Bernick’s study does not currently collect cerebrospinal fluid CSF samples from its participants. Keeping boxers and martial arts fighters committed to a multiyear intensive study is challenging as it is, Bernick said, though he is considering adding lumbar punctures to the protocol. Extensive previous research from longitudinal cohort studies in Sweden and the U.S. has established an increase in CSF total tau and hyperphosphorylated tau as people develop Alzheimer’s disease. Curiously, the same CSF tau assays are not useful in other tauopathies such as frontotemporal dementia, which shares some symptomatic and brain imaging features with CTE.
Swedish researchers have, however, detected changes in CSF proteins after traumatic brain injury in boxers soon after a bout. In Las Vegas, Hietala told the audience that when a boxer takes a punch to the head, neurons get sheared, axons are injured, and proteins leak out. This is detectable in the CSF. Working with Henrik Zetterberg and Kaj Blennow at Sahlgrenska University Hospital in Gothenburg, Hietala studied 14 Swedish amateur Olympic boxers and 10 healthy controls, with the support of the boxers’ coaches. In CSF samples collected days after a bout, the neurologists detected a sharp increase in the cytoskeleton component neurofilament light protein, plus a less dramatic increase in tau. Both changes receded to normal after three months of rest (Zetterberg et al., 2006). This paper appeared the same year as another one linking CSF tau to a one-year outcome in 39 people with severe brain trauma (Ost et al., 2006). “Neurofilament light protein, in particular, is a robust marker for axonal injury after concussions,” Hietala said.
This clear finding surprised him, because Swedish amateur boxing would be considered “sissy fighting” in the U.S., Hietala said. Wearing extra padded helmets and gloves, boxers face off for only four rounds, and the referee stops the game when a boxer seems groggy.
Either way, boxing is not for "sissies." Image courtesy of Kaj Blennow, Sahlgrenska University Hospital
“This was an explosive topic in Sweden,” Hietala recalled. The medical committee of the Swedish Boxing Association subsequently initiated its own study of 30 amateur Olympic boxers and 25 controls led by Sanna Neselius, a boxer-turned-neurosurgeon. Hietala said it was widely assumed this second study was intended to disprove the initial report. Instead, it resoundingly confirmed it, and even found that in a subgroup of boxers, the CSF elevation of neurofilament light protein and tau did not recover to baseline after several weeks, possibly indicating “ongoing degeneration” (Neselius et al., 2012). Recently, the Swedish researchers have tested the tau assay reported by Randall et al. in samples of these same boxers. “Although the timing of the sampling was optimized for CSF biomarker changes, we saw higher serum tau levels in the boxers,” Zetterberg wrote to Alzforum, adding that future studies may want to take samples hours, not days, after the concussion.

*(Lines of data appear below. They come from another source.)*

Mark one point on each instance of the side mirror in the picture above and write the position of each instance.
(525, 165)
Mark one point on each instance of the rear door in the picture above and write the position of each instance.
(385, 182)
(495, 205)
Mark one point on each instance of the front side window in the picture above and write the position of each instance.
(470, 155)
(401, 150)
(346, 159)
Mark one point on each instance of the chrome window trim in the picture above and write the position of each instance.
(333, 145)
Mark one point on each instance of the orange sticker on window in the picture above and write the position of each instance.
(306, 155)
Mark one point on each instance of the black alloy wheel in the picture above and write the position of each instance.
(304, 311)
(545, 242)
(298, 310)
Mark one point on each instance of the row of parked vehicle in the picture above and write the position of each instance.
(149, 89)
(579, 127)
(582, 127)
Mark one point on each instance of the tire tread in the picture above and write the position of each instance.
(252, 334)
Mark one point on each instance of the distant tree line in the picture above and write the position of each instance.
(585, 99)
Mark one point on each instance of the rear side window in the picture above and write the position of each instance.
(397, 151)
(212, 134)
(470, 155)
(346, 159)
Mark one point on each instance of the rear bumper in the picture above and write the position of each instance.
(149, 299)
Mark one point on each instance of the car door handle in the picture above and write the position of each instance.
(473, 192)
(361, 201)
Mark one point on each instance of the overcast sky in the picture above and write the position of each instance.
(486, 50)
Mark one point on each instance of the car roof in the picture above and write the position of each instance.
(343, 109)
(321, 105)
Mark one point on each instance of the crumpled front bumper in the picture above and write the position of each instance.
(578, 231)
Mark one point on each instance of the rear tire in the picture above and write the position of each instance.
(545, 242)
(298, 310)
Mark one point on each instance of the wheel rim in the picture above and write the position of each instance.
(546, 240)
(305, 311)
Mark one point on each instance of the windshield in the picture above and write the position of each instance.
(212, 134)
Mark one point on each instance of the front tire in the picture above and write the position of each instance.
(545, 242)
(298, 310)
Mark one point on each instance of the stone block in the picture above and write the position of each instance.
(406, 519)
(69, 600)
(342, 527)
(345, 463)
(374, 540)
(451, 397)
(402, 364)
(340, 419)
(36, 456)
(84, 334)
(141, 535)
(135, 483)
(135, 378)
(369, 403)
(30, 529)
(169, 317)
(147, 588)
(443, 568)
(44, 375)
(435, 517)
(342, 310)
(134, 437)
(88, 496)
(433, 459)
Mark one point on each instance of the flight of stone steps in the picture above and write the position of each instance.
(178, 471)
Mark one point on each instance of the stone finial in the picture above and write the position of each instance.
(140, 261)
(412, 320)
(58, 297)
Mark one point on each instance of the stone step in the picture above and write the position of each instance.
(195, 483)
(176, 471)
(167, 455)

Do as this doctor told you! Sanna Neselius, boxer-turned-neurosurgeon, studies CSF changes in boxers with Max Albert Hietala. Image courtesy of Sanna Neselius
No CSF study on American boxing has yet been published. In 2005, the World Medical Association recommended a ban on boxing.
Not all hits to the head are equally bad, however. In a separate study that measured the same markers in the University of Gothenburg Medical School soccer team, the Swedish neurologists found no changes in the CSF of 23 students who headed 20 corner kicks in a row, even if they got dizzy doing so (Zetterberg et al., 2007). Biomechanics researchers at the Lou Ruvo Center conference noted that when flexed neck muscles support the head in an anticipated soccer header, the uncontrolled, whip-like rotational acceleration of the head that injures axons may not happen.—Gabrielle Strobel.